Appropriating Monod’s quote, I will use this interesting idea as a starting point for developing the foundations on which the architecture of this intervention, The Dark Line (designed by Spanish-French architects Miquel Batlle and Michèle Orliac, of mICHELE&mIQUEL, in collaboration with Taiwanese architect Chung-Hsun Wu of dA VISION DESIGN), set in a landscape so anthropised and natural as the Taiwanese one, can be objectified, experienced, explained and understood from an abstract perspective, underlining the importance of randomness for its capacity to adapt and hybridise with the environment and also as a basis for the transformative actions that are necessary for the development and construction of the project.
The project is located in the heart of the mountainous region set between the cities of Taipei and Ylan in the east of Taiwan island. It is a region that has historically been crossed and transformed by different paths, including railways used to connect to the attractive coalfields of the coal industry during the 20th century. The loss of value of fossil fuels caused the mines to be closed at the end of the last century, which in its turn caused the abandonment of the railways and all the infrastructure that had been used to enable the transport of both goods and people.

"The Dark Line, michele&miquel, dA Vision Design" by José Juan Barba.
The Dark Line links the old sites and infrastructures that sprinkle and connect the past routes of this area that had been forgotten. This recovery allows us to discover the industrial memory, the heritage of the place, while at the same time facilitates and appreciates the landscape of the mountains, gorges and waterfalls of this region, through actions that revitalise an area affected by the disappearance of the coal industry. The project partially involves the route between Mudan and Sandiaoling, passing through an old mine tunnel and a new suspended walkway clinging to the slopes of the Keelung River.
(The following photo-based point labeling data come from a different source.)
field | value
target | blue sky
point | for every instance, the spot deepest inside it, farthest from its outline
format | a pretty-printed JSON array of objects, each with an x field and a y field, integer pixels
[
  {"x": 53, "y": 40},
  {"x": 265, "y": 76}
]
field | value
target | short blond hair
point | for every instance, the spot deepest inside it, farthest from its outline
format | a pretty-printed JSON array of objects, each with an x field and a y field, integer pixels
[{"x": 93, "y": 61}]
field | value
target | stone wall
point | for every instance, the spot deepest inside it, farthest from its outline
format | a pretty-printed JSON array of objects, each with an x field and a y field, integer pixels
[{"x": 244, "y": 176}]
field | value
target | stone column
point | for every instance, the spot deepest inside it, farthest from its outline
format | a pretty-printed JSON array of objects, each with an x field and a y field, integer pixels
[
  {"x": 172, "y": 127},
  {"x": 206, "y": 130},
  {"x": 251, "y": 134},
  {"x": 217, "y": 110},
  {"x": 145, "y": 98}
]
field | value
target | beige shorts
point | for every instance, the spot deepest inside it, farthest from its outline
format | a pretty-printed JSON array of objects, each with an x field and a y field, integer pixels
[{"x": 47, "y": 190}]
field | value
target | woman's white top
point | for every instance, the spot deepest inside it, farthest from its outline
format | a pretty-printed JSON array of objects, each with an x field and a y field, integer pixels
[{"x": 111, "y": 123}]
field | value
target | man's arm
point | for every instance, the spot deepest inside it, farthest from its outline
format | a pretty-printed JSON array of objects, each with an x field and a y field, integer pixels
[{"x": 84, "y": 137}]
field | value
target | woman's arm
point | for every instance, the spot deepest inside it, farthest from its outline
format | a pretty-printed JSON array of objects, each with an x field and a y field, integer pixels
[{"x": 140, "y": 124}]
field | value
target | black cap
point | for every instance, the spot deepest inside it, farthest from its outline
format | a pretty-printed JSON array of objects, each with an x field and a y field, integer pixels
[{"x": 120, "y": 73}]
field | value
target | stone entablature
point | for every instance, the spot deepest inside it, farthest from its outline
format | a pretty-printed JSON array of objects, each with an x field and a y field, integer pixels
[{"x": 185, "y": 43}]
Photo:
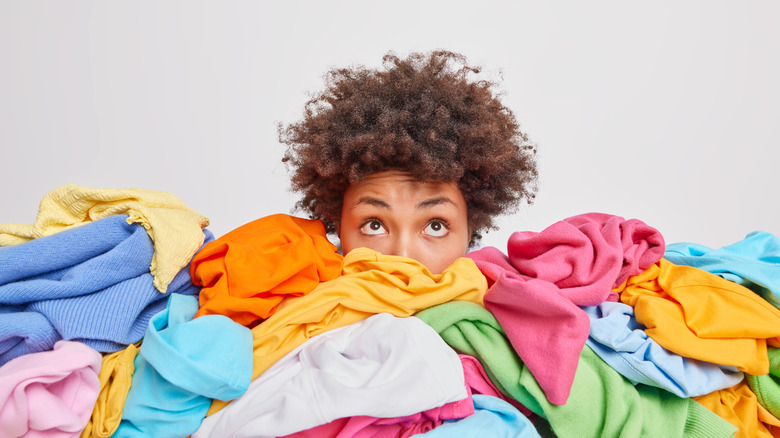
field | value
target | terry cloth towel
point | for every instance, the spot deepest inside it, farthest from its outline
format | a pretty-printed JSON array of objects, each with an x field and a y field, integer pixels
[
  {"x": 183, "y": 363},
  {"x": 753, "y": 262},
  {"x": 622, "y": 342},
  {"x": 371, "y": 283},
  {"x": 700, "y": 315},
  {"x": 174, "y": 228},
  {"x": 767, "y": 387},
  {"x": 493, "y": 417},
  {"x": 602, "y": 403},
  {"x": 116, "y": 376},
  {"x": 49, "y": 393},
  {"x": 382, "y": 366},
  {"x": 535, "y": 289},
  {"x": 739, "y": 406},
  {"x": 247, "y": 272},
  {"x": 90, "y": 284}
]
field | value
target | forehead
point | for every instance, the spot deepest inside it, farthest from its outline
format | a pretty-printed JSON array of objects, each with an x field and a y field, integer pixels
[{"x": 400, "y": 187}]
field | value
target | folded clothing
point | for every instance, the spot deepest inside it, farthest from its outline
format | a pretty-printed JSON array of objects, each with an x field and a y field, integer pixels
[
  {"x": 90, "y": 284},
  {"x": 50, "y": 393},
  {"x": 174, "y": 228}
]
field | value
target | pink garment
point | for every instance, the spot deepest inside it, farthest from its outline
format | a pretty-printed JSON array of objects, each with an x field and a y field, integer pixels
[
  {"x": 50, "y": 393},
  {"x": 478, "y": 381},
  {"x": 536, "y": 289},
  {"x": 397, "y": 427}
]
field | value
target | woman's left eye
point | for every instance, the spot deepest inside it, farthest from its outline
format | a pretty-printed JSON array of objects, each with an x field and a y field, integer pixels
[{"x": 436, "y": 228}]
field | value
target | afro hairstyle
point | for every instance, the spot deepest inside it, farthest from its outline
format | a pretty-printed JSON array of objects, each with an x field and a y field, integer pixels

The violence of architecture on the environment (in the sense that Ignasi de Solà-Morales commented in AnyWay in 19931), meaning its capacity to violate, transform and colonise is reduced. Obviously it does not avoid the anthropisation that all founding acts in architecture entail, but it becomes more sensitive, more attentive and in dialogue with our environment. It becomes a truly functional and at the same time more natural architecture2.
This archaic beauty of the project, its primitivism, its avant-garde quality and its extraordinary interest are explained in the texts that follow in this book. Exceptional guests show us a multifaceted journey, bringing together a singular action in our way of building the modern project, the contemporary project in which a more intimate dialogue is established and proposed with nature, with the climate, with the passing of time, with our memory generated from the interaction of individuals with spaces, allowing us to build ‘ma’, in a new culture of ‘places’ full of new opportunities to create architectures with an interpretation away from the discourse of form and closer to people.
1. Barba, José Juan. «CONGRESO ANYWAY. La ciudad de las ciudades». Barcelona: Fundación Arquia, 2019.
2. Juan Antonio Cortés and María Teresa Muñoz would comment on a functional yet organic architecture in: ‘La repetición en la arquitectura moderna’. Madrid: COAM, March-April 1981, pp. 57-59.